Charlotte Endemann an ihren Mann Harald, 21. Dezember 1942

den 21.12.42

Mein lieber, liebster Mann!

Das wird nun der Brief, den Du höchstwahrscheinlich am Weihnachtsabend haben wirst. Darum bekommst Du zuallererst einen langen Weihnachtskuss auf den Mund, zwei auf die Augen und noch ein paar durchs ganze Gesicht, und dann setze ich mich auf Deinen Schoß, und wir beide denken an unsere vielen schönen Weihnachtsfeste, die wir zusammen verlebten, mit dem Teewagen mit den Bocksbeutelflaschen, an das erste, wie wir uns vor der Bescherung zurechtmachten, Du im Smoking und ich im Abendkleid, und Helga im Körbchen schlief. War es nicht immer schön?

Ich kann Dir ja von diesem Weihnachten noch nichts erzählen, weil es immerhin erst der 21. ist, nur dass ich hier im Wohnzimmer sitze, das Lisbeth und ich heute geputzt haben. Ich sitze im Sessel am Ofen und erschrick bitte nicht, ich habe die Schreibmaschine auf den Knien, ich kann nun mal so am bequemsten schreiben.

Jetzt habe ich fast zehn Minuten gedöst aus Müdigkeit und zwischendurch an den Stollen gedacht, der noch gebacken werden muss, und an den Kaufmannsladen, der noch gerichtet werden muss, und so allerlei. Außerdem muss ich gleich zu Biederbicks. So die richtige besinnliche Weihnachtsstimmung zum schreiben habe ich noch nicht, wohl die zum Arbeiten.

Gestern war ich mit den Kindern in den beiden Weihnachtsfeiern. Die vom Kindergarten war übervoll, und Klaus und Ursel mussten jedes ein Gedicht aufsagen. Das hatten sie mir vorher verschwiegen. Die Bescherung hinterher hatte durchaus noch nichts Kriegsmäßiges an sich: eine große Tüte mit Plätzchen, nur selbstgebackenen, tadellosen, und Bonbons und Quittenbrot und dazu für Klaus ein Bilderbuch, für Ursel ein Knetkasten und für Jürgen ein Holzdorf zum bauen. Hinterher mussten wir dann in die Weihnachtsfeier vom Kindergottesdienst, die wirklich weihnachtlich war.

Wie ist diesmal übrigens Eure? Und wo verbringst du den Heiligen Abend? Auf Deiner Bude oder irgendwo anders? Wenn dann die Festtage sind, lohnt es sich beinahe nicht mehr Dir zu schreiben und das ist ein sehr schöner Gedanke. Vielleicht bist Du in acht Tagen schon hier.

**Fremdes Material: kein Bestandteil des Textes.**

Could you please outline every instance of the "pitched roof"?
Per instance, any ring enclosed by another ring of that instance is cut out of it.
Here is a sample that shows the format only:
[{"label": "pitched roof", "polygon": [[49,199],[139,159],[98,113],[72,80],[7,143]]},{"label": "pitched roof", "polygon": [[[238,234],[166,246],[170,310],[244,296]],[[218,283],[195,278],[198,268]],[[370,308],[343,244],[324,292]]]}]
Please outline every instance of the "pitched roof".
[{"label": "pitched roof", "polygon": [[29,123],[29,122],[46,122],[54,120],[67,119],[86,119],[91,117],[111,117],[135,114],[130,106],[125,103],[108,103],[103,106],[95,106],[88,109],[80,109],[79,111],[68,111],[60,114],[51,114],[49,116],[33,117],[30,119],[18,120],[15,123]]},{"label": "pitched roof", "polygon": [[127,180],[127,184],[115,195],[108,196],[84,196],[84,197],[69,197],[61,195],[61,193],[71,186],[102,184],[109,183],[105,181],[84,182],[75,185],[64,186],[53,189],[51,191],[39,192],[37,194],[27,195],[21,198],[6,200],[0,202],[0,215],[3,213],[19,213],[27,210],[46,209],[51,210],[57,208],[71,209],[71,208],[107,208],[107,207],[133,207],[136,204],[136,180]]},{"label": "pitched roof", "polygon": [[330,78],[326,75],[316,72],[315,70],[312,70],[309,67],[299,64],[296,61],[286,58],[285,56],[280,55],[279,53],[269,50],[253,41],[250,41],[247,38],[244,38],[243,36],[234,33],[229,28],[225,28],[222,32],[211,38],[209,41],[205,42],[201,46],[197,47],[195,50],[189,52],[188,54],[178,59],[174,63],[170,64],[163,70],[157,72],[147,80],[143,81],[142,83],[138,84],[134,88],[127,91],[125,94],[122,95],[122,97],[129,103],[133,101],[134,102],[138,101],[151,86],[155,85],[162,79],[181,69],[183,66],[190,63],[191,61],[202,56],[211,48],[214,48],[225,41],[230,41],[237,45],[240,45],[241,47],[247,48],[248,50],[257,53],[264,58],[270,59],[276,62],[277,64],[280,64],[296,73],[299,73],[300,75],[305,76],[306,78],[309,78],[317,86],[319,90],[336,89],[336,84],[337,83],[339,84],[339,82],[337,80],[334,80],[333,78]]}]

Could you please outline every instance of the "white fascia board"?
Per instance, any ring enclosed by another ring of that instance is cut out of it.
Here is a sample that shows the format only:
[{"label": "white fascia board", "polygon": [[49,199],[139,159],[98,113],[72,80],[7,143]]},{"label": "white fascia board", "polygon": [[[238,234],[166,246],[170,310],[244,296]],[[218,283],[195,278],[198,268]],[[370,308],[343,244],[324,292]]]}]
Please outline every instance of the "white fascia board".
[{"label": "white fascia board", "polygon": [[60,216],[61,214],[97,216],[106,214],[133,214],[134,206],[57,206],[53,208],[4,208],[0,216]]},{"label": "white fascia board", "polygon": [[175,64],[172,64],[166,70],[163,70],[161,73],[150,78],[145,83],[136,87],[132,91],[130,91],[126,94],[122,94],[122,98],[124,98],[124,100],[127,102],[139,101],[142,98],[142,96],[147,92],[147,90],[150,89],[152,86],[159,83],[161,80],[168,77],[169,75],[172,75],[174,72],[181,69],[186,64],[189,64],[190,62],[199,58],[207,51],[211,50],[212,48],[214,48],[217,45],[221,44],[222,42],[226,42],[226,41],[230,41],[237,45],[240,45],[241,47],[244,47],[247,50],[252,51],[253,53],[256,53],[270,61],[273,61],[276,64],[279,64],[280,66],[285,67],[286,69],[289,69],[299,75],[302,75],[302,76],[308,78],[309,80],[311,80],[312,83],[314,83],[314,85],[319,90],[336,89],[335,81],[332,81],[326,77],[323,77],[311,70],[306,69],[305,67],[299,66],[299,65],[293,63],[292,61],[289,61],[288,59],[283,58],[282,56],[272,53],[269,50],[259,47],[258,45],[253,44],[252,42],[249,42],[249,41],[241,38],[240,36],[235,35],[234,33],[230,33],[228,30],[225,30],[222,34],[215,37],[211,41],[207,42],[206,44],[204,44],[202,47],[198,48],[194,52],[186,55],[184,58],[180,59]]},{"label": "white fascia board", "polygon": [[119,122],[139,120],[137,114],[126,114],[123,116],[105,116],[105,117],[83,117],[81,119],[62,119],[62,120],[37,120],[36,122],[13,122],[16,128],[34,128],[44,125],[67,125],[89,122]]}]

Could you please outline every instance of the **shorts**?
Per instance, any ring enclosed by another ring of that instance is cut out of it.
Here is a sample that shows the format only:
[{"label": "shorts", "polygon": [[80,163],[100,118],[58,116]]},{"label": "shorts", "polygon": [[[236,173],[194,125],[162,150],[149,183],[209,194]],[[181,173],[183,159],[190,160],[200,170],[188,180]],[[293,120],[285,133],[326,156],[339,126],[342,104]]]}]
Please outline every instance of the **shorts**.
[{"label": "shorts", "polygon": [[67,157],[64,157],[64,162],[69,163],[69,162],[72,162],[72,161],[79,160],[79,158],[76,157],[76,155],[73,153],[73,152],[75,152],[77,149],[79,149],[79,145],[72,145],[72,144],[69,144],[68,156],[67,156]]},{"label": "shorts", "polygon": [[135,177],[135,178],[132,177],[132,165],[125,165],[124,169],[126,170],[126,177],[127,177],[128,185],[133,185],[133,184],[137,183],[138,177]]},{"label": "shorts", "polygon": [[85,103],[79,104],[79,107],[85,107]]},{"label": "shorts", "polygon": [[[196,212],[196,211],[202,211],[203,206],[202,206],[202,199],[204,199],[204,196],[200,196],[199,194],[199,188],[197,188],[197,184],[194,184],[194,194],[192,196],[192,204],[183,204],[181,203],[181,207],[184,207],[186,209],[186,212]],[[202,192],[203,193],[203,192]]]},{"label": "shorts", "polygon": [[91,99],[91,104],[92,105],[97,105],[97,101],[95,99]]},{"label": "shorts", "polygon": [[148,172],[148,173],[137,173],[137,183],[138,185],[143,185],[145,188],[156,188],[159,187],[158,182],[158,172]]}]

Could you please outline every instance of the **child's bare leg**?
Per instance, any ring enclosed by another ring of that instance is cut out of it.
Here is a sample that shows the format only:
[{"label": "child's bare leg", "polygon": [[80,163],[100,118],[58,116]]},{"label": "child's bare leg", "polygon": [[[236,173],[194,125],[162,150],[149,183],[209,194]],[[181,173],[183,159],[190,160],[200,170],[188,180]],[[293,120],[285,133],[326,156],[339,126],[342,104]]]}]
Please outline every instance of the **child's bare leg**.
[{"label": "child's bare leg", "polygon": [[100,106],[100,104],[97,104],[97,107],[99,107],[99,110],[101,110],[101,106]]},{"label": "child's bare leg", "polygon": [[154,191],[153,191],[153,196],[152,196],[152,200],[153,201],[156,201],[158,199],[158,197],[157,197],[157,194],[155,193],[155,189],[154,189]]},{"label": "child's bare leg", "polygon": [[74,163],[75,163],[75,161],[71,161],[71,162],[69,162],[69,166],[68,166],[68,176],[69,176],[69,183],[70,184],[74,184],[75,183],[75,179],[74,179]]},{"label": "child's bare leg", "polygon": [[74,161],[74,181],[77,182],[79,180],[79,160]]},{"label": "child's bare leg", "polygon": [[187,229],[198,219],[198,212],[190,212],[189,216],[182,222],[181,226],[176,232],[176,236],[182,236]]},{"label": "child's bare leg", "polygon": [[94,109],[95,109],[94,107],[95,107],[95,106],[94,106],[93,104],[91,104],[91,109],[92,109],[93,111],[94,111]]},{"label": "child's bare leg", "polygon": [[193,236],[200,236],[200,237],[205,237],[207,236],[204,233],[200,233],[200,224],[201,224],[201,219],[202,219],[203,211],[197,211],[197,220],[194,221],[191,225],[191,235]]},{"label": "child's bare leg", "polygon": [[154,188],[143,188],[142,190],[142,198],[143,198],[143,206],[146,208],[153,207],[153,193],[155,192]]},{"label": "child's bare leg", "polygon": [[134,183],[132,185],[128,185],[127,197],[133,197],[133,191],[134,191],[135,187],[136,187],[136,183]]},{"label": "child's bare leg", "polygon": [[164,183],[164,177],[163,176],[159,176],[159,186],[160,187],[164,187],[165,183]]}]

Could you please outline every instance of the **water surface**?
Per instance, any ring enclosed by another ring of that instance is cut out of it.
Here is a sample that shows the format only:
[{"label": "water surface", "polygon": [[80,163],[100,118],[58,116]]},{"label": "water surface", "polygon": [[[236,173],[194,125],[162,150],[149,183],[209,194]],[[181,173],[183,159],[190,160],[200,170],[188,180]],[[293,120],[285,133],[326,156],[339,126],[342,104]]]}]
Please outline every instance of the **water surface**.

Liebster, was soll ich noch schreiben? Wie es am Heiligen Abend hier zugeht, weißt Du auch so, und ich denke, dass Du in Gedanken bei uns bist, nachmittags beim Kaffeetrinken, dann um sechs bei der Bescherung und hinterher beim Abendessen. Wenn Du dann im Radio dieselbe Musik hörst wie ich hier, sind wir darin wenigstens zusammen. Esist ja überhaupt nur eine körperliche Trennung.

Mein lieber, lieber, lieber Mann, ich freue mich so auf den Urlaub und in Gedanken bin ich eigentlich immer mit Dir zusammen. Besseres kann ich Dir nicht sagen.

Viele liebe Küsse
Din Lött

Mein lieber Mann, ich weiß nicht, wo mir der Kopf steht, aber es ist schön.

Eben wurde im Wehrmachtsbericht Duisburg erwähnt. Dr. Reinke sagte, dass besonders das Gebiet um die Oper und das Wasserviertel getroffen ist. Ich hatte Ilse vorige Woche getroffen. Sie wollte nach Duisburg, um die Wohnung zu Theos Urlaub zu richten. Nun denkt man, ob sie wohl heil davongekommen ist.